Warga Frustrasi Akibat Digempur Mafia Tanah, Tokoh Adat Manggarai Langsung Merespons, Simak Kalimatnya
Di Flores, kasus misalnya terkait lahan suku Paumere di Nangapanda, Kabupaten Ende yang diklaim milik institusi TNI; kasus penguasaan lahan Sepang-Nggieng di Labuan Bajo; dan konflik lahan Desa Pubabu, Kecamatan Amanuban Selatan, Kabupaten Timor Tengah Selatan (TTS).
Menurut Petrus, konfik lahan terjadi karena masuknya pemilik modal dan mafia besar untuk kepentingan bisnis dan lain sebagainnya.
"Kehadiran mereka memunculkan persoalan.

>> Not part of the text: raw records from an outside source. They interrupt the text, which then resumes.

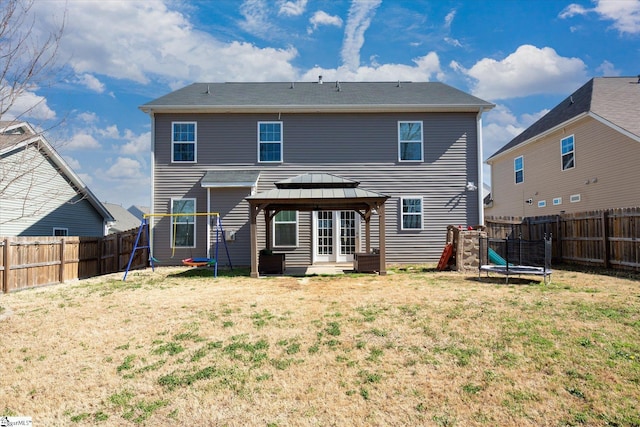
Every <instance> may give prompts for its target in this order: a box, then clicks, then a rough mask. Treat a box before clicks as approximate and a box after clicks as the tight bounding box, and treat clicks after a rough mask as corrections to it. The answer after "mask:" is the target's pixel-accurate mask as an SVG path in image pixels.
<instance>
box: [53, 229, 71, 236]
mask: <svg viewBox="0 0 640 427" xmlns="http://www.w3.org/2000/svg"><path fill="white" fill-rule="evenodd" d="M53 235H54V236H68V235H69V229H68V228H62V227H53Z"/></svg>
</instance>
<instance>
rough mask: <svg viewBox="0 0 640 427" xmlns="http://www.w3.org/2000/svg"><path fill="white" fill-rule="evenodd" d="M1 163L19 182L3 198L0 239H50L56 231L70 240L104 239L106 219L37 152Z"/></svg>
mask: <svg viewBox="0 0 640 427" xmlns="http://www.w3.org/2000/svg"><path fill="white" fill-rule="evenodd" d="M1 161H2V163H4V165H3V170H4V172H5V173H7V174H9V175H11V176H12V177H13V178H17V179H15V181H14V182H13V183H12V184H11V186H9V187H7V188H5V189H4V190H3V193H2V195H0V236H51V235H53V229H54V227H55V228H66V229H68V233H69V235H70V236H103V235H104V220H103V217H102V216H101V215H100V214H98V212H97V211H96V210H95V209H94V208H93V206H92V205H91V203H89V201H88V200H86V199H82V198H81V197H80V196H78V194H77V193H76V191H75V189H74V188H73V187H72V186H71V185H70V184H69V182H68V181H67V180H66V179H65V178H64V177H63V176H62V175H61V174H60V173H59V172H58V170H57V168H56V167H55V166H54V165H53V164H52V163H51V162H50V161H48V159H47V158H45V157H44V156H42V155H41V154H40V152H39V151H38V150H36V149H35V148H33V147H29V148H28V149H27V150H19V151H16V152H14V153H12V154H10V155H8V156H6V157H4V158H2V159H1ZM5 162H6V163H5ZM7 164H10V165H11V166H8V167H7V166H6V165H7ZM18 177H19V178H18ZM5 178H7V179H6V182H8V181H10V179H9V177H5Z"/></svg>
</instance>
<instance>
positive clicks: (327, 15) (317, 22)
mask: <svg viewBox="0 0 640 427" xmlns="http://www.w3.org/2000/svg"><path fill="white" fill-rule="evenodd" d="M309 24H311V26H310V27H309V28H308V29H307V33H309V34H311V33H312V32H314V31H315V30H317V29H318V27H319V26H321V25H332V26H334V27H338V28H340V27H342V18H340V17H339V16H335V15H329V14H328V13H327V12H325V11H323V10H318V11H317V12H315V13H314V14H313V16H311V18H309Z"/></svg>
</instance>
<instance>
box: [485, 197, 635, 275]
mask: <svg viewBox="0 0 640 427" xmlns="http://www.w3.org/2000/svg"><path fill="white" fill-rule="evenodd" d="M485 224H486V227H487V235H488V236H489V237H496V238H501V239H504V238H508V237H513V238H517V237H522V238H523V239H527V240H538V239H542V238H543V237H544V235H545V234H551V235H552V237H553V258H554V262H560V263H567V264H582V265H593V266H600V267H605V268H617V269H626V270H636V271H639V270H640V207H636V208H625V209H609V210H602V211H592V212H581V213H574V214H561V215H550V216H539V217H527V218H515V217H487V218H485Z"/></svg>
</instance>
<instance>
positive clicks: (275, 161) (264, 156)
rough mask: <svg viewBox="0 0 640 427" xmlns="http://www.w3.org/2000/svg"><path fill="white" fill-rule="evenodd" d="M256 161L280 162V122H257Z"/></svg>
mask: <svg viewBox="0 0 640 427" xmlns="http://www.w3.org/2000/svg"><path fill="white" fill-rule="evenodd" d="M258 161H259V162H263V163H281V162H282V122H258Z"/></svg>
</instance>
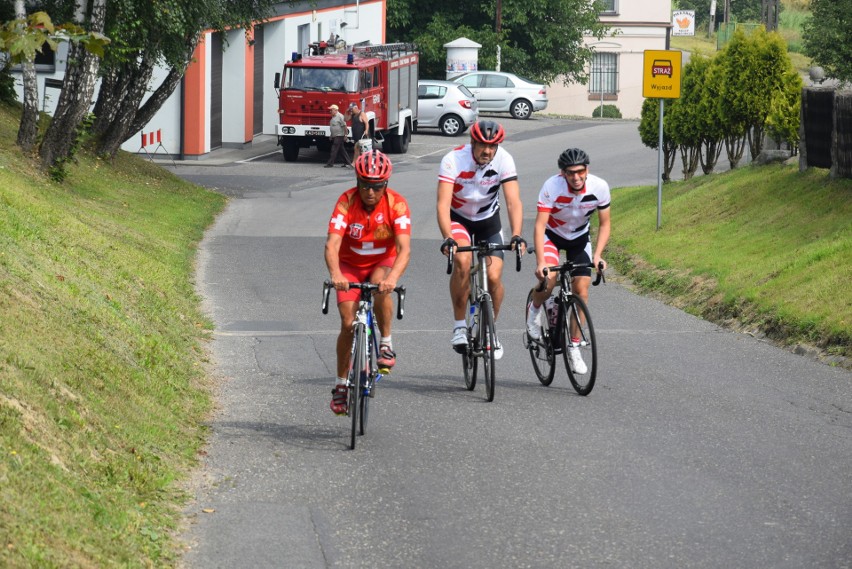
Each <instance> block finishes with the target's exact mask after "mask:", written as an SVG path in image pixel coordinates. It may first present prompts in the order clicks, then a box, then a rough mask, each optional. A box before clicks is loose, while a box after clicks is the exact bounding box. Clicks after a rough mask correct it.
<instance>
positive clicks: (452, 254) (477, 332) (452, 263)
mask: <svg viewBox="0 0 852 569" xmlns="http://www.w3.org/2000/svg"><path fill="white" fill-rule="evenodd" d="M453 249H455V251H454V250H453ZM511 250H512V246H511V244H510V245H499V244H497V243H488V242H487V241H482V242H480V243H478V244H476V245H466V246H464V247H458V246H456V247H451V248H450V251H449V255H448V256H447V274H448V275H449V274H451V273H452V272H453V256H454V254H455V253H466V252H471V253H475V255H476V259H475V260H473V259H472V260H471V269H470V295H469V297H468V301H467V310H466V311H465V324H466V327H467V346H464V347H463V352H462V367H463V368H464V384H465V387H467V389H468V391H473V389H474V388H475V387H476V374H477V371H478V367H479V366H478V361H479V360H480V359H481V360H482V372H483V373H482V375H483V379H484V381H485V398H486V399H487V400H488V401H489V402H490V401H494V348H495V344H496V341H497V327H496V325H495V323H494V303H493V301H492V299H491V293H490V292H488V278H487V277H488V275H487V273H486V266H487V264H488V259H489V258H490V257H489V253H492V252H494V251H511ZM515 257H516V259H517V261H516V264H515V268H516V270H518V271H520V270H521V251H520V248H516V249H515Z"/></svg>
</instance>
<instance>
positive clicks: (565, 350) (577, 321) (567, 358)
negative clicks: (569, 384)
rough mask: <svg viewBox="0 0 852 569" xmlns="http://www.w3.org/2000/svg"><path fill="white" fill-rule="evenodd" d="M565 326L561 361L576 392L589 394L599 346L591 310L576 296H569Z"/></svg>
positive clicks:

Dengan kekuatan modal, pengusaha dan mafia besar bisa beli semua, mereka acak-acak semua," kata dalam diskusi RKN.
Petrus yang juga advokat Peradi ini mengatakan, dari segi regulasi yang diatur dalam UUD 1945, UU Agraria, peraturan pemerintah dan lain sebagainya, ditekankan perlindungan negara atas tanah ulayat dan masyarakat adat.
"Tetapi dalam praktiknya banyak penggusuran atas nama kepentingan nama lapangan kerja dan pembangunan. Masyarakat yang jadi korban. Tidak ada perlindungan negara," jelas Petrus.

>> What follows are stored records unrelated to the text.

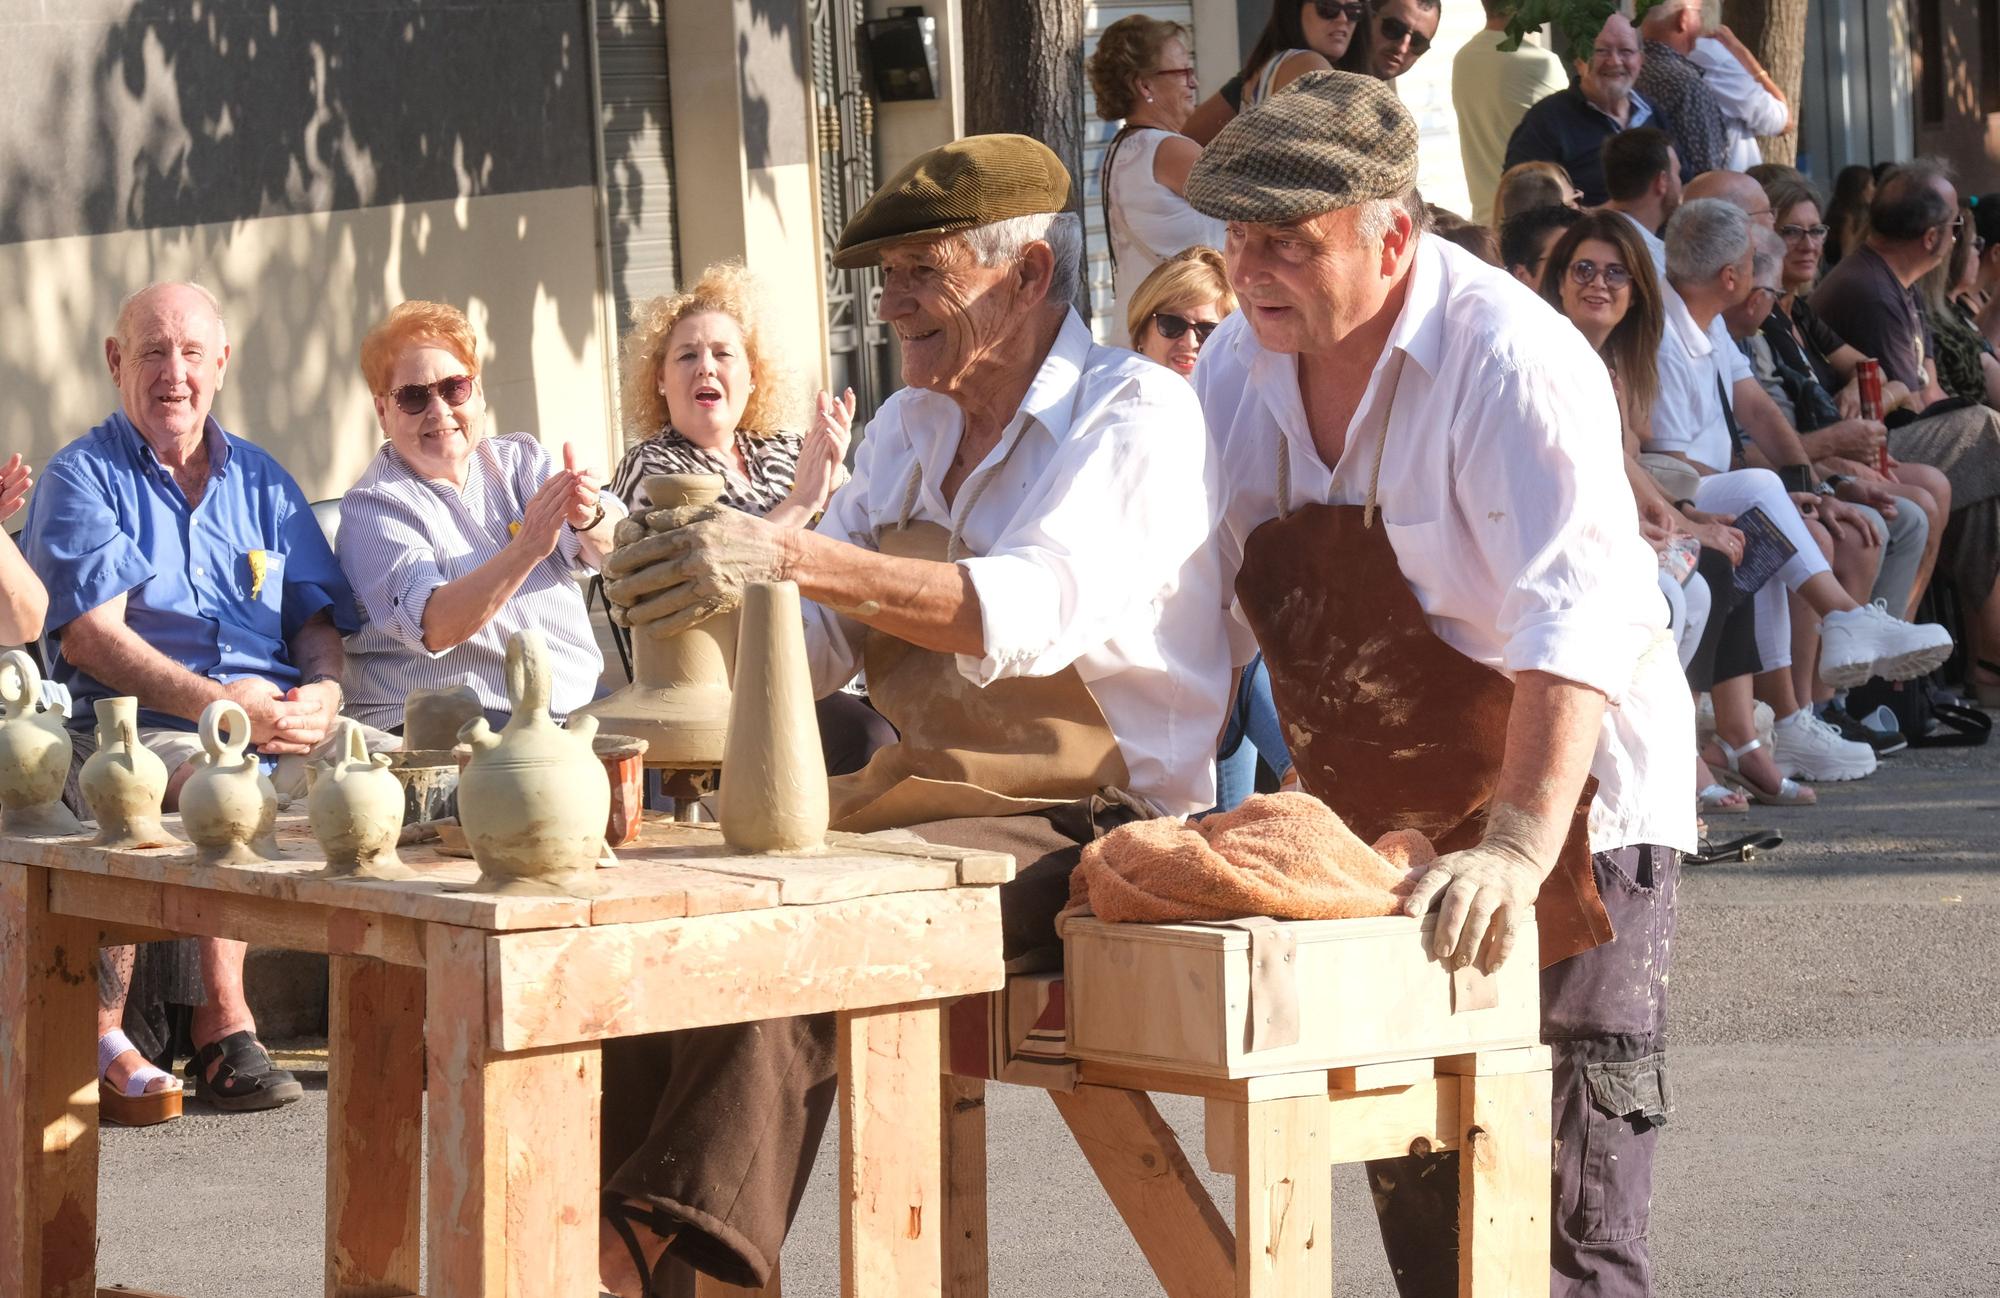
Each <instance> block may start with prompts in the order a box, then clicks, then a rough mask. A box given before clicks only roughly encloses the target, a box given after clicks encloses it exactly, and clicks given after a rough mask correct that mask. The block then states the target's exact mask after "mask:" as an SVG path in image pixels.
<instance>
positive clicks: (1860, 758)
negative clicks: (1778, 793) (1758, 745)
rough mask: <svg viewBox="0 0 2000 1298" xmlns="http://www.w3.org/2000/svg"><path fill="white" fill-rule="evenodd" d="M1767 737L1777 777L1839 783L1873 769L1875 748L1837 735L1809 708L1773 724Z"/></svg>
mask: <svg viewBox="0 0 2000 1298" xmlns="http://www.w3.org/2000/svg"><path fill="white" fill-rule="evenodd" d="M1770 740H1772V742H1770V748H1772V752H1770V760H1772V762H1776V764H1778V774H1780V776H1796V778H1802V780H1818V782H1830V780H1832V782H1838V780H1860V778H1862V776H1872V774H1874V768H1876V756H1874V748H1870V746H1868V744H1856V742H1852V740H1844V738H1840V732H1838V730H1834V728H1832V726H1828V724H1826V722H1822V720H1820V718H1816V716H1814V714H1812V708H1802V710H1800V712H1798V714H1794V716H1792V718H1788V720H1784V722H1778V724H1776V726H1772V732H1770Z"/></svg>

Anggota Komisi IV dari Fraksi PDI Perjuangan Yohanis Fransiskus Lema mengatakan putusan Mahkamah Konstitusi yang mengabulkan gugatan Aliansi Masyarakat Adat Nusantara (AMAN) terkait UU No 41 Tahun 1999 tentang Kehutanan pengganti UU No 5 Tahun 1967 tentang Pokok-Pokok Kehutanan harusnya menjadi langkah baru bagi negara untuk memperhatikan masyarakat adat.
Namun faktannya, kata pria yang akrab disapa Ansy Lema ini, kerap kali hak masyarakat adat dicaplok atas nama pembangunan.
"Ini membuat masyarakat adat dengan hak-haknya mengalami proses marjinalisasi," ujar Ansy.